Continuavo a correre, correre senza fiato, con il cuore che minacciava di distruggersi da un momento all’altro e le gambe che rischiavano di spezzarsi.

Probabilmente quella era stata la mia prima corsa.

La mia non era mai stata una vita vera, e in quel momento potevo vedere il mondo con occhi diversi, lo riuscivo a vedere davvero.

Del mio passato non ricordavo niente: avevo sempre vissuto a New York, in un bell’appartamento con una bella famiglia.
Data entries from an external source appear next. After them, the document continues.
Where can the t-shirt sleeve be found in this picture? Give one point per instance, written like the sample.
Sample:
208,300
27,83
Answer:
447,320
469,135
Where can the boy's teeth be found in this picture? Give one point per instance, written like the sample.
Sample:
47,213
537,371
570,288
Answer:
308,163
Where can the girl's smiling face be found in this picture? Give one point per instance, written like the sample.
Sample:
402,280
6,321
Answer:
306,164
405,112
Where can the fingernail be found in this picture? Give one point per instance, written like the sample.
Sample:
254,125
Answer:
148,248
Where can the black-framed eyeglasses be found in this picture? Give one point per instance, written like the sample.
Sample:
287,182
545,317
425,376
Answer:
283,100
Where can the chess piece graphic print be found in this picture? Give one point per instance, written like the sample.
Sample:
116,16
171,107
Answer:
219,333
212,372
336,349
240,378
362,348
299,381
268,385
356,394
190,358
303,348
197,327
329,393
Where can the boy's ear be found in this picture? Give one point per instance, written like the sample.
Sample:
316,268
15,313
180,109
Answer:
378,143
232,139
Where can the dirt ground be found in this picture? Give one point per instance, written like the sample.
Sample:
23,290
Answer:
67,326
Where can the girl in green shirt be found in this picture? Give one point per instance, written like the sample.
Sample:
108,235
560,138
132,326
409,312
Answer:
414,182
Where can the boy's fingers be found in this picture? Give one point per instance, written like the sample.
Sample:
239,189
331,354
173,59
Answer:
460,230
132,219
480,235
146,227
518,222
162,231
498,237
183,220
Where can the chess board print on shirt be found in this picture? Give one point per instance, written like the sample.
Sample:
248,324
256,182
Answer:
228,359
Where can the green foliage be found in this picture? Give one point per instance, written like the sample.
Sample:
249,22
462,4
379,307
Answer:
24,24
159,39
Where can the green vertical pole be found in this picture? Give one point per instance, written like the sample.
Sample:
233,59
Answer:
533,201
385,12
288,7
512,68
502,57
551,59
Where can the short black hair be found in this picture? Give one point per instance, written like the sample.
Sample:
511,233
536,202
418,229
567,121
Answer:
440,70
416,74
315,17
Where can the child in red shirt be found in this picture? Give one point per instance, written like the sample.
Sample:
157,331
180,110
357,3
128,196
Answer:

Ovviamente era così che si poteva vedere dall’esterno.

Dall’età di otto anni tutto era improvvisamente cambiato, tutti i miei sensi si erano amplificati: riuscivo a sentire le sensazioni e le emozioni di chiunque stesse accanto a me, e ciò mi rendeva pazza, perché non ero più capace di distinguere i miei sentimenti da quelli degli altri, così iniziavo a tremare e ad urlare, incapace di controllarmi.

I miei genitori scambiarono questo mio malore per epilessia, così mi rinchiusero in una clinica, dove mi fecero stare peggio.

Rimasi lì senza più vedere nessuno, nient’altro che quella maledetta parete bianca con pazienti realmente malati, tutti con malattie diverse.

Quel posto e quelle persone mi terrorizzarono a tal punto da rimanere costantemente muta e immobile su quel letto per anni, fino al mio diciottesimo compleanno, appunto.

Ovviamente si erano resi conto della mia assenza e sicuramente avevano mandato molti medici nella mia ricerca e avvisato la polizia di trovarmi, sotto quella incessante pioggia in cui era difficile orientarsi su dove andare.

Quello che sapevo è che avevo appena rubato dei vestiti in un negozio, ma solo per nascondere le mie tracce siccome avevo addosso soltanto quell’orribile camice verde.

Finalmente smisi di correre, e mi guardai intorno: ero finita in un vecchio parcheggio.

Esausta, mi accasciai a terra senza fiato, e ai miei piedi trovai un vecchio vetro dove inevitabilmente rifletteva la mia immagine: i miei capelli color miele  e mossi mi arrivavano ormai ai fianchi, e gli occhi che una volta erano di un azzurro cielo, ormai erano rimasti spenti e grigi da tempo, coperti di occhiaie violacee.

Le mie labbra rosse invece, non smettevano di tremare.

All’improvviso però, non mi sentii più sola: sentii l’eccitazione di qualcuno, proprio vicino a me.

Appena alzai gli occhi mi trovai davanti un uomo di almeno cinquant’anni, sporco e ubriaco, perso quanto me.

-         Ehi bambolina, ti sei persa?

Riuscivo a sentire con estrema chiarezza tutto ciò che provava a starmi vicino, e ciò mi immobilizzò completamente.

L’uomo mi si avvicinò di più provando a toccarmi, ma a quel punto mi coprii la testa con le mani e urlai con tutto il fiato che avevo in gola.

-         Ehi, chi c’è?

Una voce maschile, di certo più giovane del maniaco iniziò a farsi strada.

Riuscivo a sentire le sue scarpe farsi strada tra le pozzanghere.

-         Che cosa le stavi facendo?-urlò a quel punto, prendendo l’uomo ubriaco per la giacca, sbattendolo su un’auto poco distante.

-         Lasciami stare!-provò a dimenarsi lui.

Per tutta risposta, il giovane gli tirò un pugno, che gli fece perdere completamente i sensi.

Io non smettevo di tremare, con gli occhi sbarrati fissi sull’uomo a terra, che non provava più alcuna sensazione, se non un vuoto infinito.

-         Stai bene?

Quella voce rassicurante e giovane mi si avvicinò, ma non riuscivo ad alzare il viso per poter guardare l’interlocutore.

Non sentivo alcuna sensazione negativa attorno a me, così mi sentii più sicura.

Intanto lo sconosciuto mi aveva stretto a se in silenzio, come per proteggermi.

A quel punto crollai, nel sonno più profondo.